Hezbollah’s deputy leader, Naim Qassem, in a first public speech on Monday since Nasrallah’s death, said that “the resistance forces are ready for a ground engagement”. “We know that the battle may be long. We will win as we won in the liberation of 2006,” he said, referring to the 2006 war.
Heavy shelling into Lebanon was taking place along the boundary in the area north of Kiryat Shmona, in an area where Israeli armour and infantry advanced into Lebanon during the 2006 war. Airstrikes continued in Beirut and in at least 10 locations across the south of the country, according to Lebanon’s state news agency.
The Israeli military declared areas of Metula, Misgav Am and Kfar Giladi in northern Israel a closed military zone.
The US president, Joe Biden, said earlier he was aware of Israel’s plans to launch an operation into Lebanon as he urged against such a move. “I’m more aware than you might know and I’m comfortable with them stopping,” he told reporters at the White House when asked if he was comfortable with Israeli plans for a cross-border incursion. “We should have a ceasefire now.”
The towns of Marjayoun, Wazzani and Khiam – which sit in a series of interlocking valleys overlooked by steep slopes – were being shelled on Monday night.

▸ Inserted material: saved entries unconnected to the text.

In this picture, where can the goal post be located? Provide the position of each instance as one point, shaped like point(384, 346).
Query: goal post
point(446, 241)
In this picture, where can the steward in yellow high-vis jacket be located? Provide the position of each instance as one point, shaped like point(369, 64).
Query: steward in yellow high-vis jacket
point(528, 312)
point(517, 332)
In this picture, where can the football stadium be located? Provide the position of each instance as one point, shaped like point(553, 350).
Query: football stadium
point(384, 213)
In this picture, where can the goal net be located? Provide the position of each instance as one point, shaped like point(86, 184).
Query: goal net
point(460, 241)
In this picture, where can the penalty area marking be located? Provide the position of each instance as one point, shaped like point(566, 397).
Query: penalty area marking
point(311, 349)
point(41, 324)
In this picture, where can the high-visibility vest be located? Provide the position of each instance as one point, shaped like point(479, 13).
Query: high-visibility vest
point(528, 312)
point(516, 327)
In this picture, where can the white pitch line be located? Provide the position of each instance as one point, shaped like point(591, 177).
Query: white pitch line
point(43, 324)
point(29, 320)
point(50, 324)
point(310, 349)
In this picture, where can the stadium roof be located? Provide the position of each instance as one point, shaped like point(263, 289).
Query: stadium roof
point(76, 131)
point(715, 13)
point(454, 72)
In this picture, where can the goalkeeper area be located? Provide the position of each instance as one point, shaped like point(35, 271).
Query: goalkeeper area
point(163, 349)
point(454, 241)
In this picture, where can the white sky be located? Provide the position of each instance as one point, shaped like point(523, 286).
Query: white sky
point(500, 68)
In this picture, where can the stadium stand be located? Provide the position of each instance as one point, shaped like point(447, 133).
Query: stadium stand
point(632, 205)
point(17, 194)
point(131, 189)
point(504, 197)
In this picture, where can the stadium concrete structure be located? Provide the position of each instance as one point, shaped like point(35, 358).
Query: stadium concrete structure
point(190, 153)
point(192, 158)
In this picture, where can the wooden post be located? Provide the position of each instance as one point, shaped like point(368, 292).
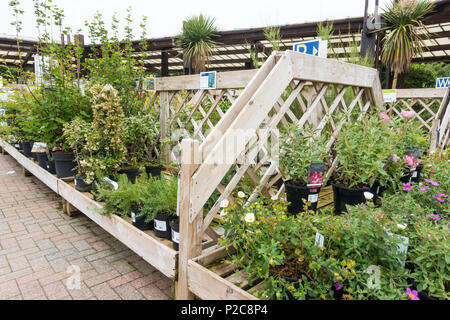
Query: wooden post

One resident in Marjayoun said that a local official had received a phone call ordering residents to evacuate but shelling had started before people could leave the town. “They called the mukhtar of Marjayoun, and told us we needed to evacuate. But we can’t move, the roads are filled with shelling and airstrikes,” the resident said.
An hour later, the road leading out of Marjayoun was hit by an Israeli airstrike and rendered inoperable, Lebanon’s National News Agency reported.
The area, with its scattered villages, and scrubby landscape hiding bunkers and combat tunnels, has long been a base for Hezbollah fighters and was heavily fought over during the last war between Israel and Hezbollah 18 years ago.
Hezbollah said in a statement that it had targeted a group of Israeli soldiers who were in the “orchard” near the Lebanese border towns of Odaisseh and Kafr Kila, “achieving confirmed casualties”. Kafr Kila is one of the towns that borders the area that Israel declared a closed military zone on Monday.
Meanwhile, the Lebanese army said it was “repositioning and regrouping forces” amid reports it had withdrawn three miles from the country’s southern border. Lebanon’s army has historically stayed on the sidelines of major conflicts with Israel, and in the past year of hostilities has not fired on the Israeli military.
On Tuesday, reports emerged of US concern about Israel’s exit strategy in the wake of the ground operations. Jacob Magid, the Times of Israel US bureau chief, reported concern from the White House that the “IDF will get bogged down in the country or be drawn to expand the mission once it’s already in motion.”
Magid reports that a US official pointed to Israel’s 1982 invasion of Lebanon which was characterised as a “limited incursion, but it turned into an 18-year occupation of southern Lebanon”.
Alon Pinkas, a former Israeli diplomat and critic of Benjamin Netanyahu, warned that any ground incursion could lead to the kind of deadly mission creep that had characterised the previous operations of 1982 – which helped spark the creation of Hezbollah and led to a 15-year Israeli occupation of southern Lebanon – and 2006.
Lebanon’s health ministry said on Sunday that more than 1,000 Lebanese have been killed and 6,000 wounded in the past two weeks, without saying how many were civilians. The government said 1 million people – a fifth of the population – have fled their homes.